Super-hot gases are far too agitated to clump together and collapse to form such new heavenly bodies. As a result, the wickedly hot galactic atmosphere of M86 leaves it bereft of baby stars and dominated by older stars that formed before something — probably galactic gas collisions — turned up the heat.

"This has been an ongoing mystery for years," said Kenney of the absence of young stars in elliptical galaxies, which also happen to be the largest galaxies in the universe.

The faint streamers of hydrogen gas between the two galaxies were previously detected at the edges of images of both galaxies M86 and NGC4438, but it wasn't until new technologies enabled a wider, deeper view of the space between them that the connection was discovered, said astronomer Bill Keel of the University of Alabama.

"These galaxies have a history," concludes Keel.
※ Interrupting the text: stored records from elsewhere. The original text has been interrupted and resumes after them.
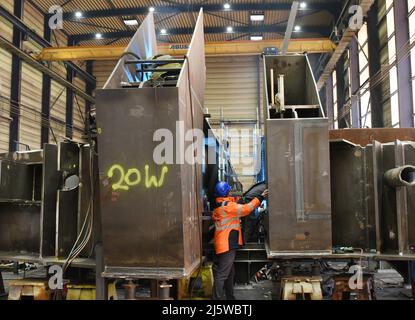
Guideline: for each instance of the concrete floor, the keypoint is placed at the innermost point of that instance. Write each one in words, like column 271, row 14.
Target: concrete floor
column 389, row 286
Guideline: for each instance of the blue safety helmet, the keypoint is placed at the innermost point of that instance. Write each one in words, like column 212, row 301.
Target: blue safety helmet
column 222, row 189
The discovery underscores the growing realization that no galaxy is an island, he said. "It's no longer an isolated, stable system." It's part of a larger process of collisions, mergers and near misses.

Keel said he is hoping Kenney and his colleagues will search for more telltale gas filaments between other galaxies in the Virgo cluster, where both M86 and NGC 4438 reside. M86 is the brightest galaxy in the Virgo cluster, a neighbor galaxy cluster about 50 million light-years away from our own Local Group cluster.